Many products require less energy today than 20 years ago. Light bulbs may seem benign until you calculate billions of light bulbs across the country burning less energy than they did. Plus newer light bulbs last much longer and produce less waste going to landfills. Again, people are willing to pay considerably more for cutting edge LED bulbs rather than even CFC bulbs. I haven't gone that way yet because I don't like the lumen output. That is improving. Even with CFC bulbs, you can pretty much light your entire house for the energy it once took to light one room. TV's use less energy. Computers. More tablets being used then full PC's. More people use speakers hooked to computers or tablets, requiring less energy than stereo systems once did.

More investment has been made to graduate toward renewable and cleaner energy sources. Wind, solar, natural gas and clean coal plants. 

Billions of dollars have been spent on infrastructure and billions more already committed on natural gas production. Plus many processes have been automated. Once the systems are in place, it takes very little investment to keep them going.

Billions more have been and will continue to be spent on individuals and companies for solar and wind power. Partly for public image and partly because (no matter how low oil goes) it makes sense to pay one time for system which will produce power at no cost at all once installed. In some cases, those systems can actually produce a profit by selling excess power back to the utility companies. 

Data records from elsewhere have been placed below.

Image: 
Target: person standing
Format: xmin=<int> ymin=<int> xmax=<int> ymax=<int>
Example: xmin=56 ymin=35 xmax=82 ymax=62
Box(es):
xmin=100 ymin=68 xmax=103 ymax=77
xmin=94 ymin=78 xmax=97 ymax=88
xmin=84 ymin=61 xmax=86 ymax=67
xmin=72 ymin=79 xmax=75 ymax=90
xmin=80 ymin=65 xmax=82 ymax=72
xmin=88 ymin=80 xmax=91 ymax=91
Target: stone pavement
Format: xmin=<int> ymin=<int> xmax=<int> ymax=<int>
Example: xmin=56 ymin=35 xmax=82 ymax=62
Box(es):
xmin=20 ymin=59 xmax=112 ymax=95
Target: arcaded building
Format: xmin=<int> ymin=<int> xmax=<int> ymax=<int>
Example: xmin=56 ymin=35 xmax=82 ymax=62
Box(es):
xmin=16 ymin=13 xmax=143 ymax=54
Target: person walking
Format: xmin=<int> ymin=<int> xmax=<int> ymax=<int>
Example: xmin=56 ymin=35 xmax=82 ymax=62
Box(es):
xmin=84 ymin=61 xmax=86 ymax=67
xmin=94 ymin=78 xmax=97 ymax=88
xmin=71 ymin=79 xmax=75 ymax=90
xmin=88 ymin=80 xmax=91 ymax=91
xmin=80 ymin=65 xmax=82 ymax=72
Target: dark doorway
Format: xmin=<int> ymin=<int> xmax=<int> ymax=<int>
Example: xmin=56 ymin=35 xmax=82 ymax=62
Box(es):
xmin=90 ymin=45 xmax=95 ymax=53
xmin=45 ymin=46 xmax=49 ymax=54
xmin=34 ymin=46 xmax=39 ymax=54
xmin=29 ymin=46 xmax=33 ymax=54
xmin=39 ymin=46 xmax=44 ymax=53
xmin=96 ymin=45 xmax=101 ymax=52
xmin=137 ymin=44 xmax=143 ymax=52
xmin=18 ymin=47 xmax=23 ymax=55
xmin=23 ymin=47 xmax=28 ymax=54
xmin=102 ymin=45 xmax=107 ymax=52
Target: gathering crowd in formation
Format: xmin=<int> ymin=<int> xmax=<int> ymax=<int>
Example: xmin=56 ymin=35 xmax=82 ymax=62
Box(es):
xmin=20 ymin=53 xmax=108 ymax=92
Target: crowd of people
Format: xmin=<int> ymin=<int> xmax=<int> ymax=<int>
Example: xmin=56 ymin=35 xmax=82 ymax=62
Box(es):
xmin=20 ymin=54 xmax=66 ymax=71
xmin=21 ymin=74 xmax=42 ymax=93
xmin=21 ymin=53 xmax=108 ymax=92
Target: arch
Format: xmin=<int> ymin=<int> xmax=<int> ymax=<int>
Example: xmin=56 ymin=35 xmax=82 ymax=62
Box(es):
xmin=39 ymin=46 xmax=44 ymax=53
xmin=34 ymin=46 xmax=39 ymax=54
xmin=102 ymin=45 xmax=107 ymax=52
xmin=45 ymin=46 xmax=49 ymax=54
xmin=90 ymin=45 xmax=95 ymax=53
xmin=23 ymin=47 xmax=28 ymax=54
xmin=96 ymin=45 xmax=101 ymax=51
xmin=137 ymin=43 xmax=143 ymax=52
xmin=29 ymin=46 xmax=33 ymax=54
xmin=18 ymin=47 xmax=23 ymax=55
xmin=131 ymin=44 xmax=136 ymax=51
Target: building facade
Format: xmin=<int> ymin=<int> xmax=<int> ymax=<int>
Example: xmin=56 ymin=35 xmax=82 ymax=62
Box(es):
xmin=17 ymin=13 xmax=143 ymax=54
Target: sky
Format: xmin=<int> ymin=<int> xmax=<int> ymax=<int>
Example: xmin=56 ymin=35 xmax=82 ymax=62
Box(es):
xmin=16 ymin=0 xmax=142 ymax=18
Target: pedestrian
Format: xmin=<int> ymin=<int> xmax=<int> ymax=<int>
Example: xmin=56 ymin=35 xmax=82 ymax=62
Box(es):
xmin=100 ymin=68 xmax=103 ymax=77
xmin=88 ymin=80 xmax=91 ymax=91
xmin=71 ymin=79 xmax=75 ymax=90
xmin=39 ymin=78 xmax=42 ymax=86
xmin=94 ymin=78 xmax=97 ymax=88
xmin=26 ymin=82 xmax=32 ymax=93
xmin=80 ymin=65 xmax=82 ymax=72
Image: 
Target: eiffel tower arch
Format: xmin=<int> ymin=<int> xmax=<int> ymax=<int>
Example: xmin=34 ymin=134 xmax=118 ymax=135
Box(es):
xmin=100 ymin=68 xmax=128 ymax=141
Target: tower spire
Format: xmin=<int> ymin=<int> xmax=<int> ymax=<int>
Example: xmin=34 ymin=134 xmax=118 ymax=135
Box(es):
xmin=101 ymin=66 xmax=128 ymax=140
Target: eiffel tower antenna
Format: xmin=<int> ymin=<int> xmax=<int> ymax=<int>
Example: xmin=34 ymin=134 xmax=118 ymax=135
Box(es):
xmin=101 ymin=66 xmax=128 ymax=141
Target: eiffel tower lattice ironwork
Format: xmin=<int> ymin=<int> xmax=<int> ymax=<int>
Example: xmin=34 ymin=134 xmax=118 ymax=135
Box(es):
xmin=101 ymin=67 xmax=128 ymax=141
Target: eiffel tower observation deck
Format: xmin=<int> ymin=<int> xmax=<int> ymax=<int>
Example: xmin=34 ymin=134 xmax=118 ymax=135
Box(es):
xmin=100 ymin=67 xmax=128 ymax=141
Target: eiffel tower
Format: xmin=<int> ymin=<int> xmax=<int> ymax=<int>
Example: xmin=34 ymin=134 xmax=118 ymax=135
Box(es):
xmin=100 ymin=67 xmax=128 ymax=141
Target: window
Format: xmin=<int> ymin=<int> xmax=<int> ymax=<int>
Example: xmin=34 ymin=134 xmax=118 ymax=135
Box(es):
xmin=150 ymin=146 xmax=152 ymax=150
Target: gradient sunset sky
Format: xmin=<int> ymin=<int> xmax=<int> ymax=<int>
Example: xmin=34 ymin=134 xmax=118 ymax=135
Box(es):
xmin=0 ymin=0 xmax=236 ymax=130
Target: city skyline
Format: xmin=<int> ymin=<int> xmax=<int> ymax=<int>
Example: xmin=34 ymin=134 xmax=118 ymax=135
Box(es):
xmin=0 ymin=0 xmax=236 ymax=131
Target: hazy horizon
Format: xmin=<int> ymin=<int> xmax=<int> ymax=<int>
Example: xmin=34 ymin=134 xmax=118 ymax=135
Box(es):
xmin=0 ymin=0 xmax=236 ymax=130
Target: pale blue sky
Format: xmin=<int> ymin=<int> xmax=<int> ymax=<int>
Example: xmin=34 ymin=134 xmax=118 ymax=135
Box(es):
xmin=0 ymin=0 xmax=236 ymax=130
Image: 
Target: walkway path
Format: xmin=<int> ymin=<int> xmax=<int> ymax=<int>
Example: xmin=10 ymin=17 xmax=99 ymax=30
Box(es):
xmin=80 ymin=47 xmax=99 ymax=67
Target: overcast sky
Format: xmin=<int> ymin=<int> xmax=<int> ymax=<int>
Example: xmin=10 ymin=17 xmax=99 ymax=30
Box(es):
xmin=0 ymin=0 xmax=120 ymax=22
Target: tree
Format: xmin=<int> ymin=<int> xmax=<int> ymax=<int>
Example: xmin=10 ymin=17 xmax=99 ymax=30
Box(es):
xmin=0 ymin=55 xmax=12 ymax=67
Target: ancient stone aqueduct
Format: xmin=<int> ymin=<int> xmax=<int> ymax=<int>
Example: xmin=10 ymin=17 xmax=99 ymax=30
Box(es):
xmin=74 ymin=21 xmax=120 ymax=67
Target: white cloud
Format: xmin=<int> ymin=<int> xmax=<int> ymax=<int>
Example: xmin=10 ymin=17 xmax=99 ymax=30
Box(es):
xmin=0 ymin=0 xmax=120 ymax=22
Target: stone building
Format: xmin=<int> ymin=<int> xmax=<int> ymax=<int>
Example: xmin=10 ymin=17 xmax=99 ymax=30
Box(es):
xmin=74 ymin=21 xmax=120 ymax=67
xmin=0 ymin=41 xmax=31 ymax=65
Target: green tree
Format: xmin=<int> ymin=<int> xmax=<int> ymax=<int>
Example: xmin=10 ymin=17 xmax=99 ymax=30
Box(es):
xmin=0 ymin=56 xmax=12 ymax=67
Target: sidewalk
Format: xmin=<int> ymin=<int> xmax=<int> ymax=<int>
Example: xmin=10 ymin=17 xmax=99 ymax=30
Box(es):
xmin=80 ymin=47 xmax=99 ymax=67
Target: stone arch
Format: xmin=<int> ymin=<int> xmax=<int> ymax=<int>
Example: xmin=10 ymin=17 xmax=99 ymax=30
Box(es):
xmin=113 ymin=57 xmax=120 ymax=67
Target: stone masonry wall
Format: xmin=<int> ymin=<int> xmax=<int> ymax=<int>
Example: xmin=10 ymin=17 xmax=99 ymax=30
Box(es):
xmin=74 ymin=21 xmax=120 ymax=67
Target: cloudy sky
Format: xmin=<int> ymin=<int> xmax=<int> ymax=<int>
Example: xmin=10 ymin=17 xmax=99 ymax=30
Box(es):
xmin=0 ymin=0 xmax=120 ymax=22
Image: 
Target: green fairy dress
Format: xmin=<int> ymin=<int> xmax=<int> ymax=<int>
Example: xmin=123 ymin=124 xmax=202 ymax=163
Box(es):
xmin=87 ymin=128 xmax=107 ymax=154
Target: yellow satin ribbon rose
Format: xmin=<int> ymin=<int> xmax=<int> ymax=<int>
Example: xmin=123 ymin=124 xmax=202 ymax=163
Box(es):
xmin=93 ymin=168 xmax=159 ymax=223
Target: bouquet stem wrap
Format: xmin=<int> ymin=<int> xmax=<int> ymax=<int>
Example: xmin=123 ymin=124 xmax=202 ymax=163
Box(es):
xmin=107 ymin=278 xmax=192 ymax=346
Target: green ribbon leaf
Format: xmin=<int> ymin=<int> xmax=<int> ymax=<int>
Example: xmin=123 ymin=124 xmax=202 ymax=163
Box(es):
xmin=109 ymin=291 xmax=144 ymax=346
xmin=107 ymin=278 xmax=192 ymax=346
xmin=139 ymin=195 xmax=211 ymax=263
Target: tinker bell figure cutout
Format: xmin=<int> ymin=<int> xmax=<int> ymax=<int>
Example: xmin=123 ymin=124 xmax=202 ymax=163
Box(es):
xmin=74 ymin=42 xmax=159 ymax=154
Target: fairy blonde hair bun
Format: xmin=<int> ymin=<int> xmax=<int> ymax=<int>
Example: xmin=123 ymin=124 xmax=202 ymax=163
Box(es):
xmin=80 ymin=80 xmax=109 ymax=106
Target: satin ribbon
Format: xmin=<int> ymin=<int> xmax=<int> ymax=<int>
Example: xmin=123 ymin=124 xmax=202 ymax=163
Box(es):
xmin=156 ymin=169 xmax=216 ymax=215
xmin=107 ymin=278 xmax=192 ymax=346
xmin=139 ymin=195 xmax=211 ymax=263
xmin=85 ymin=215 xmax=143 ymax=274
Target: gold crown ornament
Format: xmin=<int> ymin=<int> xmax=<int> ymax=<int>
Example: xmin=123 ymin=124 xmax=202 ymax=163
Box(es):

I cannot say that the tactics being used by OPEC will have no effect at all. However, definitely not the effect they are counting on. They are using tactics which did work when they were competing with the US simply trying to produce oil. It also worked when people were addicted to large vehicles and cheap oil. 

If the US government is wise, they will invest money to build massive reserves as the oil prices decrease. Use that as a buffer. 

For one thing, as oil prices decrease, profit margins rise. The less consumers spend on gas and oil, the more they spend on other things. The less oil being used for vehicles, the more can be used for other products, like plastics. The end result will be improved economies across the globe. Nobody is going to want to go backward. 

Once oil reserves reach a certain point, the only tactic OPEC would be able to use would be to destroy their reserves to drive prices back up. Doing that would bring first political and then military action from other countries because of the global environmental effects.

End result is that the UAE is signing their death warrant. At least, economically. Personally, I'm okay with that. They've had a good run of around 40 years. They have failed to read the signs, plan ahead and adapt to change. Their fall will be of their own doing and their own choice. Rather than changing and keeping up, they are trying to force the world to remain dependent on them, on increasingly outdated technologies. Blind to the fact that the world is moving on without them. 

It's far past time for this to occur.